De repente, Jack se detuvo en seco. Hasta ese momento había mantenido la discusión de aquella mañana apartada de su mente a propósito; pero entonces los aspectos de su relación con Laurie y los recuerdos de los espantosos sucesos de su pasado afluyeron de golpe a su conciencia. Irritado, se preguntó por qué se había visto empujado a terminar un estupendo fin de semana con una nota tan desagradable, especialmente teniendo en cuenta que las cosas estaban yendo muy bien entre los dos.

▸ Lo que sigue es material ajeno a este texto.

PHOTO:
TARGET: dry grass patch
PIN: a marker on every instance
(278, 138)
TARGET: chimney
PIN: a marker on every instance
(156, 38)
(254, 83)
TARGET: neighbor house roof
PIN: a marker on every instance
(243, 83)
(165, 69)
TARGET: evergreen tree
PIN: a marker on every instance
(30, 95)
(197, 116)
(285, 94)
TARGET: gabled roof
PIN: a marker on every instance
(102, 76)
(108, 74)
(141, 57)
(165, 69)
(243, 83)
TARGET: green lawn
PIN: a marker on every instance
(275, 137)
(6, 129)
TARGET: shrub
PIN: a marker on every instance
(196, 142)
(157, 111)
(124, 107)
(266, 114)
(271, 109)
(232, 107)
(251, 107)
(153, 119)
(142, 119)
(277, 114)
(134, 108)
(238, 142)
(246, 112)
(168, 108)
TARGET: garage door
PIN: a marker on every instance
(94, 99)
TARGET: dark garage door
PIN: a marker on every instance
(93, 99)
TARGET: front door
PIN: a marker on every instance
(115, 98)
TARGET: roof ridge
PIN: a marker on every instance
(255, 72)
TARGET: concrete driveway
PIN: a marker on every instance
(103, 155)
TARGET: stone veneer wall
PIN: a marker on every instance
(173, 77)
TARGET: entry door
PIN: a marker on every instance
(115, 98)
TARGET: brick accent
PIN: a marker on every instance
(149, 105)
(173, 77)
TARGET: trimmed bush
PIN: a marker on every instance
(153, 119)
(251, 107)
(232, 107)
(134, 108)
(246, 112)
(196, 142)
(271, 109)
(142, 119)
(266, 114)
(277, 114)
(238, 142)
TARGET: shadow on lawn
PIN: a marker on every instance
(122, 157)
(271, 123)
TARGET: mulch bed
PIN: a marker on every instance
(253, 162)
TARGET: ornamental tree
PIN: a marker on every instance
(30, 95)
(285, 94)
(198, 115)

Casi se consideraba satisfecho con su situación, lo cual era algo notable si tenía en cuenta que no creía merecer estar vivo y aún menos sentirse feliz.

Le invadió el malhumor. Lo último que necesitaba era que algo le recordara el insoportable pesar y el sentimiento de culpa que arrastraba por la muerte de su esposa e hijas; pero eso era lo que ocurría siempre que Laurie y él hablaban del matrimonio o los hijos. La idea del compromiso y de la responsabilidad que implicaba, especialmente en lo tocante a crear una nueva familia, le resultaba aterradora.